С улицы начал доноситься густой звон колоколов. Звонили по окончании заутренней.
– А сегодня, радость моя. – Рождество! – неожиданно сообщил майор Булыгин. – В Рождество обычно императрица наша, трижды «ура!» ей за это, даёт награды и повышает в чине. Мне нынче светит получить орден Владимира первой степени и звание полковника…
– Поздравляю, – опять же тихо произнёс поручик Егоров.
– Погоди поздравлять, ибо я ещё не окончил своей речи.

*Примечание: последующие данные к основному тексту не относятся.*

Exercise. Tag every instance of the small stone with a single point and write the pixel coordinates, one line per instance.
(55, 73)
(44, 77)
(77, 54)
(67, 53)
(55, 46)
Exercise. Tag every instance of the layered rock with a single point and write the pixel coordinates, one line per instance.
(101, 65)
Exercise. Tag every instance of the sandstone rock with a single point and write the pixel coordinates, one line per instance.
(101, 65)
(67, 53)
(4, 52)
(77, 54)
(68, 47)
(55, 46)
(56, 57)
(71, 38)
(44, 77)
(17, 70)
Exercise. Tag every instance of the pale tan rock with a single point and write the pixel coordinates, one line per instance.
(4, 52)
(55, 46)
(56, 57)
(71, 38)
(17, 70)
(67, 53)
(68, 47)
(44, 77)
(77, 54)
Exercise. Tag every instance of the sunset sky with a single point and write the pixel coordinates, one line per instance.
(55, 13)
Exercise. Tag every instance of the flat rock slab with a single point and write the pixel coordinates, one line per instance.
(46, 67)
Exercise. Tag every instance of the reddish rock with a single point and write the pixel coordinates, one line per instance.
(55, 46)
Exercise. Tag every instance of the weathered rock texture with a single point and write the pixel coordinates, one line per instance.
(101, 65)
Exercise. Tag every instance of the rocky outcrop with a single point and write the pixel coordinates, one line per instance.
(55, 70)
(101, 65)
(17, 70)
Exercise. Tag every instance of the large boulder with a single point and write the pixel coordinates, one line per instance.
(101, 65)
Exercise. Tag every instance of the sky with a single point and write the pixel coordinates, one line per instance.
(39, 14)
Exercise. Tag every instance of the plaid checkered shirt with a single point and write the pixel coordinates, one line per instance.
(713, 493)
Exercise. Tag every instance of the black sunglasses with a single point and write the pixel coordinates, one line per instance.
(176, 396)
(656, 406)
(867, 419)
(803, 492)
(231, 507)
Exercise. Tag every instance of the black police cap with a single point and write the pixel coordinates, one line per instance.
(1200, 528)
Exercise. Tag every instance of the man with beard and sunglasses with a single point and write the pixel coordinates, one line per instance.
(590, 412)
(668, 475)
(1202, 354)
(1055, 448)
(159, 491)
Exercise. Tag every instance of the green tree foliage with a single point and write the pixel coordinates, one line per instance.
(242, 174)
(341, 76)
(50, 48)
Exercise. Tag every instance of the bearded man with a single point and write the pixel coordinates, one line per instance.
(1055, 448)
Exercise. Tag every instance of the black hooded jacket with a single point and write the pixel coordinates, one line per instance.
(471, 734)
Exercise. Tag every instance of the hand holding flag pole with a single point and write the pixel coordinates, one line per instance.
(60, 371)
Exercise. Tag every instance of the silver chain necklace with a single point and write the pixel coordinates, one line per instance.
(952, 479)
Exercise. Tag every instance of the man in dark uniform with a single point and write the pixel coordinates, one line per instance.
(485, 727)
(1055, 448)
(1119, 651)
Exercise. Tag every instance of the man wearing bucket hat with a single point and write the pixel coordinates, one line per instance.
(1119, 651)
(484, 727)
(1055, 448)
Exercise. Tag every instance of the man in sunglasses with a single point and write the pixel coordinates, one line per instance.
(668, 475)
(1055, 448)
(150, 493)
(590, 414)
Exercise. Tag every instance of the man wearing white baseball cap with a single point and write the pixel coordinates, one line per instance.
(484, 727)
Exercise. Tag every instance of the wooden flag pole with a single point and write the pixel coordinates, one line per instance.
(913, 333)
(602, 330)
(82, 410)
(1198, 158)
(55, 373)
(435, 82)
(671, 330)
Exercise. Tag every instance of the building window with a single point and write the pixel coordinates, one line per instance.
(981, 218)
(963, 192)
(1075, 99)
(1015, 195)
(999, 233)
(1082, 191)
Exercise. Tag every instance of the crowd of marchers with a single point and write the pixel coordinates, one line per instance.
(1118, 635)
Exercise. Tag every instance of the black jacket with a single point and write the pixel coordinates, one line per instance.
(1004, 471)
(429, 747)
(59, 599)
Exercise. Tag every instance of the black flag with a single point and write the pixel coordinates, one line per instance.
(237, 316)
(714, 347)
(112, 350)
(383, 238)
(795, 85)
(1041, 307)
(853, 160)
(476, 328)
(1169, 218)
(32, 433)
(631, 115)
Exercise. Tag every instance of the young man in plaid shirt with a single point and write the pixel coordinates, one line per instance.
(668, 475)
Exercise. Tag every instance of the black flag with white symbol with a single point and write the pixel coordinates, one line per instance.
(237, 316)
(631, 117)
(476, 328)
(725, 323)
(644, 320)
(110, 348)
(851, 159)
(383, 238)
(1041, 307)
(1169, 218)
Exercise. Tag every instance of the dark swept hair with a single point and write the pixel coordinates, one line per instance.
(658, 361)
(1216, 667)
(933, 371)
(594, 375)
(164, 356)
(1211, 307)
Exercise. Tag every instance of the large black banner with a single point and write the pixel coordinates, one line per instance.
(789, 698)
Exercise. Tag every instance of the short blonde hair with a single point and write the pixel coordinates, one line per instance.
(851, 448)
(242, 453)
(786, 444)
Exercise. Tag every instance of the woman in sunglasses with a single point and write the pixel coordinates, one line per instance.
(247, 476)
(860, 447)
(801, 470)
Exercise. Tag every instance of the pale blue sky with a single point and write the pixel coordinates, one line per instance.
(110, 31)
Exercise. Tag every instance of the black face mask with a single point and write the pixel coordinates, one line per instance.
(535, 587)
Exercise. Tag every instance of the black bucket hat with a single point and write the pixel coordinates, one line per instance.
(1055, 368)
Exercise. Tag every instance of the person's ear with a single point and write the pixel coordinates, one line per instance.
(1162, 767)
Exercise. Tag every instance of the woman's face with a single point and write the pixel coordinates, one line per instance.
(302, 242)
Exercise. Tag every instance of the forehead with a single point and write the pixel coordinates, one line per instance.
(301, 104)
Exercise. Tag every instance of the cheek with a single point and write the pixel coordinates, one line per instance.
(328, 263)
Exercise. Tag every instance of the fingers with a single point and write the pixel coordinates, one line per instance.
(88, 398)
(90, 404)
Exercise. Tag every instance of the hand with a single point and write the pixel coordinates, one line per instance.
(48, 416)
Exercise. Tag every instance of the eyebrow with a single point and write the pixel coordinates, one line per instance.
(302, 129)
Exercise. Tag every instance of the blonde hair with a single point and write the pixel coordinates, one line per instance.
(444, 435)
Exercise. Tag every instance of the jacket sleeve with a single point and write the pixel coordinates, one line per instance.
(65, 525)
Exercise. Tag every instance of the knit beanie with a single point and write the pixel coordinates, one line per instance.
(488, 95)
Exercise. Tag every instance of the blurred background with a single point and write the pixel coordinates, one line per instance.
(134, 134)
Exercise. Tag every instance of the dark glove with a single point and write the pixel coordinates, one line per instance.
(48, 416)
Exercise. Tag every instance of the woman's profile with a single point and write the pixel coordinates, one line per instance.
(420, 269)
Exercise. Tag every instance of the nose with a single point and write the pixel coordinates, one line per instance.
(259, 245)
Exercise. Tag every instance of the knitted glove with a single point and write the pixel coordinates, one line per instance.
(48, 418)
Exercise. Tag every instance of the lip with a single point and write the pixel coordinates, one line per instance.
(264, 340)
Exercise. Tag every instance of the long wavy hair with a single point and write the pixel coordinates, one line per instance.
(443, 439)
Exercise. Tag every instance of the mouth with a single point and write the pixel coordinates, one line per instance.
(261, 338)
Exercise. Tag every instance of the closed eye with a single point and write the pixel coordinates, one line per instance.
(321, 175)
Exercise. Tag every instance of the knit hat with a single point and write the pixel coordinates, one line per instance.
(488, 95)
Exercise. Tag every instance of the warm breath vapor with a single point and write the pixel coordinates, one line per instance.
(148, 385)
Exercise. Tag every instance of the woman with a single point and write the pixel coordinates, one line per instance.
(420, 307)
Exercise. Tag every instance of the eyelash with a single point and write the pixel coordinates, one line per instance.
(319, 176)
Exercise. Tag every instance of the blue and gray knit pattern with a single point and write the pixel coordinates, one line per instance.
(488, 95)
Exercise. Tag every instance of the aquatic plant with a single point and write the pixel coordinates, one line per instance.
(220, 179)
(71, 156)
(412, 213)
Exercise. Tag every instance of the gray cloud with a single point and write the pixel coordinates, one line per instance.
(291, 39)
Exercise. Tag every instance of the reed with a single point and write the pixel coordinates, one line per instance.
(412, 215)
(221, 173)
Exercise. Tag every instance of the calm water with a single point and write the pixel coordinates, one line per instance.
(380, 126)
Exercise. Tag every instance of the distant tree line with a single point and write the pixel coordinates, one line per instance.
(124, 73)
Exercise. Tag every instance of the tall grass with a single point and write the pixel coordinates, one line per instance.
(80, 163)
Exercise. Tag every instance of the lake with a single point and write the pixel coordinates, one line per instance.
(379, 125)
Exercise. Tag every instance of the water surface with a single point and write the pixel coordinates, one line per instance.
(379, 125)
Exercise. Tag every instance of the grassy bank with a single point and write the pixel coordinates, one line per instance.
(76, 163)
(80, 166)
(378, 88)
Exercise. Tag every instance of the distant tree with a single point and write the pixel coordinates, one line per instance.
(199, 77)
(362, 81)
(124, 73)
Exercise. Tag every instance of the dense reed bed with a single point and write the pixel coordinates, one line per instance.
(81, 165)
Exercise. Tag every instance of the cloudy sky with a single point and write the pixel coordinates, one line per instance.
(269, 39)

Вот, поручик, я тебя желаю спасти, используя свои государственные полномочия. «Государственные»! Понимаешь? Ежели надобно, то могу командировать тебя за государевы деньги хоть на край света, а ежели здесь станешь жить, так кормить тебя стану тоже за государев счёт. То есть я как бы нарушаю ради тебя устав нашей тайной службы. Ты это понимаешь?
Поручик Егоров кивнул. А что оставалось делать? Майор кругом прав, а он, поручик Егоров, получается – неправ. И неправ по подлой воле некоего сержанта, возжелавшего его, поручика, уничтожить. У кого искать защиты? Или самому защищаться и того, бывшего сержанта, убить? Вот тогда, точно, за государственный счёт поедешь или в Сибирь, или в крепость… Что же делать-то?
– А ежели понимаешь, то и остальное, что я тебе скажу, должен понять.
Майор Булыгин встал из-за стола, подошёл и сел на скамейку рядом с Егоровым.
– Ведь и орден мне, и звание дают не просто так, поручик. Да, конечно, я их выслужил честно. Выслужил тем, что буквально живу здесь, в кордегардии, за каждым пудом сена или за пудом овса слежу, за каждого своего служаку отвечаю: здоров ли, сыт ли, одет ли? Про семью свою даже забываю. Вот теперь за тебя маюсь, прям-таки отеческой заботой исхожу.
– Да-да, – кивал головой поручик Егоров.
– Что – да-да? Что? – вдруг взревел майор Булыгин. – Тысячу рублей мне стоит звание полковника, да ещё триста рублей – орден этот, Святаго нашего князя Владимира мне на саблю! Тысячу триста рублей я сегодня должен отдать! А у меня весь годовой оклад жалованья – триста двадцать рублей! И я весь его проживаю и даже втянут в долги! Какие шиши сегодня, после обеда, перед Рождеством Христовым, перед светлым праздником, отнесу я благодетелю своему, командиру столичного нашего гарнизона, князю…
Тут майор сунул кулак в рот и сквозь кулак неотчетливо, но выругался.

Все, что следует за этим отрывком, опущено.